The history book will tell us the Red Sox were no-hit by Sean Manaea on Saturday. Common sense — and the rule book — tells us otherwise.

Boston should have had two hits in the box score, and maybe more if the sixth inning were allowed to continue like it should have.

First, Sandy Leon should have been credited with a hit in fifth inning. Oakland shortstop Marcus Semien was well out on the grass with his back to the plate when he dropped the pop up.

Ask yourself this, have you ever seen an error charged when an infielder was well out onto the outfield grass with his back to the plate? Probably not.

Also, would a similar effort been called an error on the first baseman if the ball landed foul? No way.

Granted, it would have been a cheap hit, but DerekJeter made a Hall of Fame career out of cheap hits.

The hit or error call, however, comes down to the official scorer, and he (or she) is going to lean toward protecting the hometown guy. There is also something to be said for making the first hit be a clear one, and it is hard to fault the scorer for getting caught up in the moment.

Umpires should not get caught up in the moment.

They do, of course, and many no-hit bids have benefited from an umpire realizing something special is going on. There have been bang-bang plays go the way of the pitcher late in games. Strike zone have inadvertently grown as games have closed in on history.

On Saturday, though, it was not a subconscious mistake by the umpires. With a little help from Bob Melvin, they talked themselves into the wrong call.

The rule book has the clear answer:

Rule 5.09(b)(1): Any runner is out when he runs more than three feet away from his base path to avoid being tagged unless his action is to avoid interference with a fielder fielding a batted ball. A runner's base path is established when the tag attempt occurs and is a straight line from the runner to the base he is attempting to reach safely.
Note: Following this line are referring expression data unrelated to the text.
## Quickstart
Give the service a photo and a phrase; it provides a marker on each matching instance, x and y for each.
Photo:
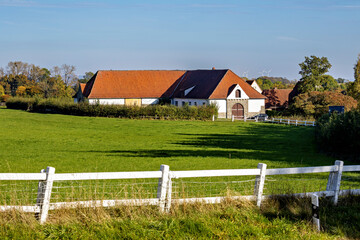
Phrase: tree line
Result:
(28, 80)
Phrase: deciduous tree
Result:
(354, 87)
(313, 76)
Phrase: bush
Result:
(339, 134)
(66, 106)
(317, 103)
(4, 98)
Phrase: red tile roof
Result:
(208, 84)
(277, 97)
(228, 80)
(131, 84)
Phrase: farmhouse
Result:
(229, 92)
(277, 99)
(254, 85)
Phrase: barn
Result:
(232, 95)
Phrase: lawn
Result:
(31, 141)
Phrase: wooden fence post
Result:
(40, 195)
(315, 211)
(335, 180)
(259, 183)
(44, 193)
(162, 186)
(168, 194)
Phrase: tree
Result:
(69, 76)
(354, 87)
(317, 103)
(313, 76)
(264, 83)
(17, 68)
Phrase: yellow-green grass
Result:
(31, 141)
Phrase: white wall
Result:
(256, 87)
(191, 102)
(221, 104)
(243, 94)
(115, 101)
(255, 105)
(147, 101)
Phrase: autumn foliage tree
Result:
(317, 103)
(313, 77)
(354, 87)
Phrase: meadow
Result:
(31, 141)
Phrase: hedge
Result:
(340, 134)
(65, 106)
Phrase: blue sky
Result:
(250, 37)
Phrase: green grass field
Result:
(30, 142)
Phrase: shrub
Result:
(340, 134)
(4, 98)
(317, 103)
(66, 106)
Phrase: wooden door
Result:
(238, 111)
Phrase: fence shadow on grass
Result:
(260, 142)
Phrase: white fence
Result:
(292, 122)
(165, 185)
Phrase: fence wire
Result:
(212, 187)
(18, 192)
(71, 191)
(26, 192)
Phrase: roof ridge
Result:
(227, 70)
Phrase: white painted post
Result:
(44, 202)
(162, 186)
(335, 180)
(168, 194)
(40, 195)
(315, 211)
(259, 183)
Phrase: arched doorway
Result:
(238, 111)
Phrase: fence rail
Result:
(165, 183)
(292, 122)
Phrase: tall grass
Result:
(65, 106)
(281, 218)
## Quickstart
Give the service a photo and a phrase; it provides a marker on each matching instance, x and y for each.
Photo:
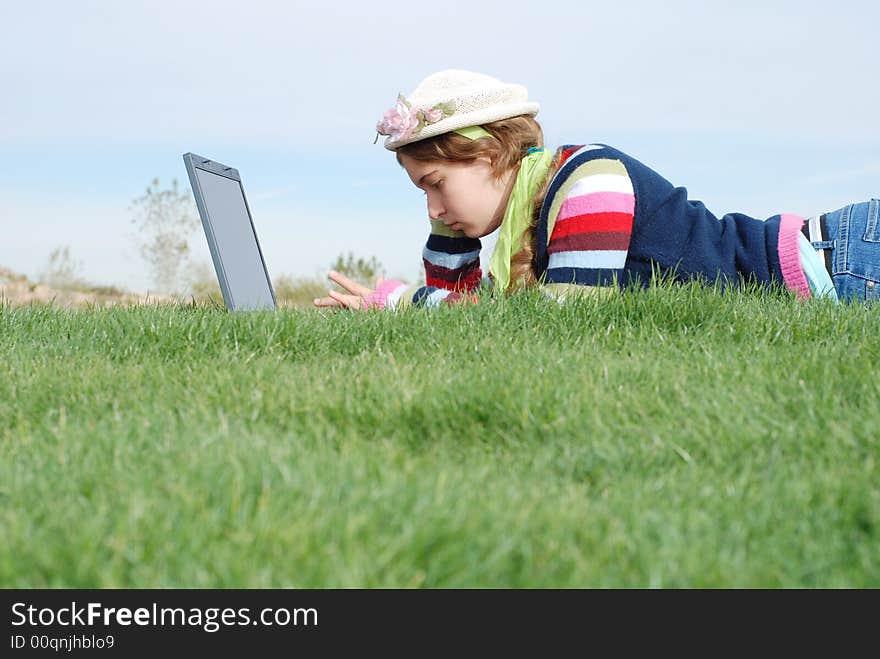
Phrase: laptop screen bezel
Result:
(195, 162)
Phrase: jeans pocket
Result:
(872, 227)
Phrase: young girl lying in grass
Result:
(584, 216)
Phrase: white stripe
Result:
(605, 259)
(435, 298)
(601, 183)
(394, 297)
(451, 261)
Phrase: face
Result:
(466, 196)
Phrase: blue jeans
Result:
(854, 239)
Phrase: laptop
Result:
(232, 239)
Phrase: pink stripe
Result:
(379, 297)
(598, 202)
(789, 256)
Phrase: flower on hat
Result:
(403, 121)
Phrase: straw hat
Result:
(449, 100)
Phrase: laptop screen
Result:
(231, 236)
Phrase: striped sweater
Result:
(608, 219)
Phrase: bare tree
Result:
(166, 220)
(63, 271)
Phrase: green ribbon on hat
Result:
(473, 132)
(518, 215)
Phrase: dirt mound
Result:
(16, 289)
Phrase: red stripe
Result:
(593, 222)
(458, 281)
(583, 242)
(449, 274)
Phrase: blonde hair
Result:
(513, 139)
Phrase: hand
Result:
(355, 297)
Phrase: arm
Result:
(452, 274)
(588, 217)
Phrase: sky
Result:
(758, 107)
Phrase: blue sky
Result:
(756, 107)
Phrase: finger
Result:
(326, 302)
(350, 301)
(349, 284)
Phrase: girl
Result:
(584, 217)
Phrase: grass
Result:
(675, 437)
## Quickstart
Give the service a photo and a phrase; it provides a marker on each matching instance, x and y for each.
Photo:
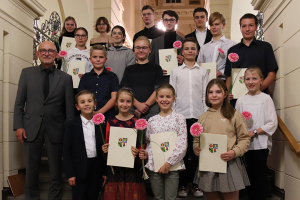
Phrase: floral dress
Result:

Even by the bad male math, Benintendi was nowhere near 3 feet away from the base path that he had established.

We have seen players dive headfirst into first base to avoid a tag thousands of times in baseball. Never have we seen that runner called out like Benintendi was. We’ve especially never — if that is such a thing — seen the runner called out by an umpire conference after he was already ruled safe.

You don’t even have to ask yourself because you know the answer. Benintendi would have never been called out if the Red Sox already had a hit on the board. Leon’s blooper would have been called a hit, too, under the same circumstance.

At the end of the day, we all have to tip our cap to Manaea for pitching a heck of a game. Nobody has any doubt he would have gotten the shutout even if Benintendi had been allowed to stay on first. No calls in that game cost the Red Sox the game. They were bested by the better man.

But that no-hitter will always come with an asterisks. It will in Manaea’s mind, too, because he was sure Leon had a hit in the first place.

The question is this. Why wasn’t replay able to fix, or at least look at this call?

If we have to wait and wait to see if a base stealer is safe or out, why isn’t a play like Benintendi’s hit reviewable?

All outs should count the same, and the previous 17 outs should never have any influence on a call.

If that play was reviewable, like it should have been, we just might have finally gotten to see a replay go Boston’s way.